Und einige davon kamen im vergangenen Jahr auf die eine oder andere Art mit dem Gesetz in Konflikt, insgesamt zählt die heute in Nordhausen vorgestellte Kriminalstatistik 22.811 Straftaten auf, von denen 63,2 Prozent aufgeklärt werden konnten. Die Aufklärungsquote bewegt sich in etwa auf dem Niveau der Vorjahre, bei den Straftaten verzeichnete man einen Anstieg um etwa 2000 Fälle, also knapp zehn Prozent.

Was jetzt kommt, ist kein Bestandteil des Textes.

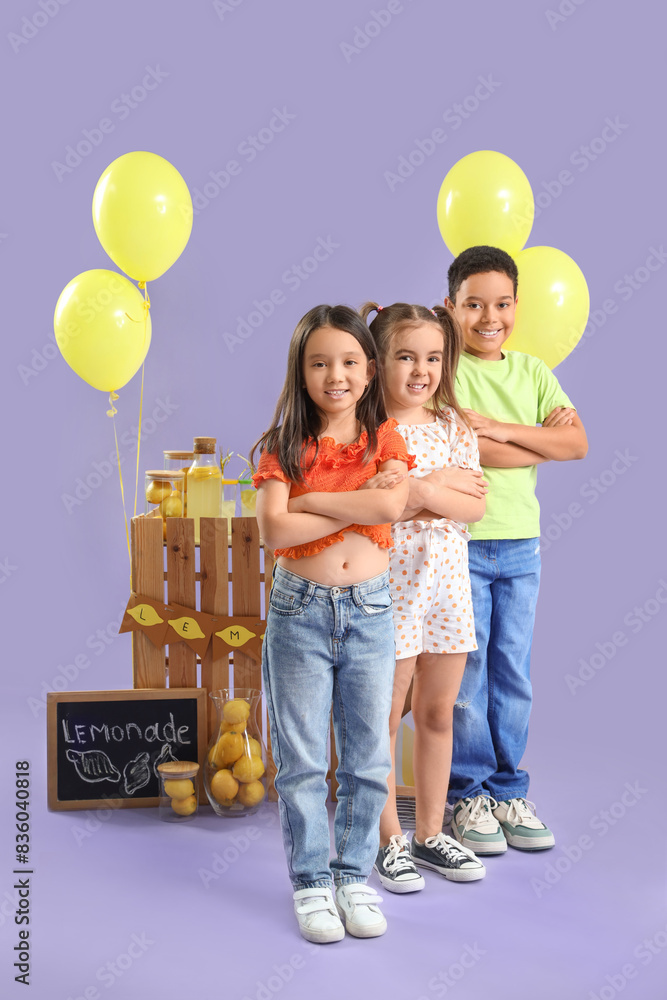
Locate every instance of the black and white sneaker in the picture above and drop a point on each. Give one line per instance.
(396, 869)
(444, 855)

Die Entwicklung folge dem Landestrend, erklärte der Leiter der Nordthüringer Polizeikräfte, Matthias Bollenbach. Man habe das zweithöchste Fallaufkommen nach der Stadt Erfurt, allerdings liegen die Schwerpunkte im ländlichen Raum anderswo. „Herausragende“ Straftagen wie Mord oder schwere organisierte Kriminalität habe man hier weniger, aber auch die „kleineren“ Vergehen seien mit Arbeitsaufwand verbunden, so Bollenbach.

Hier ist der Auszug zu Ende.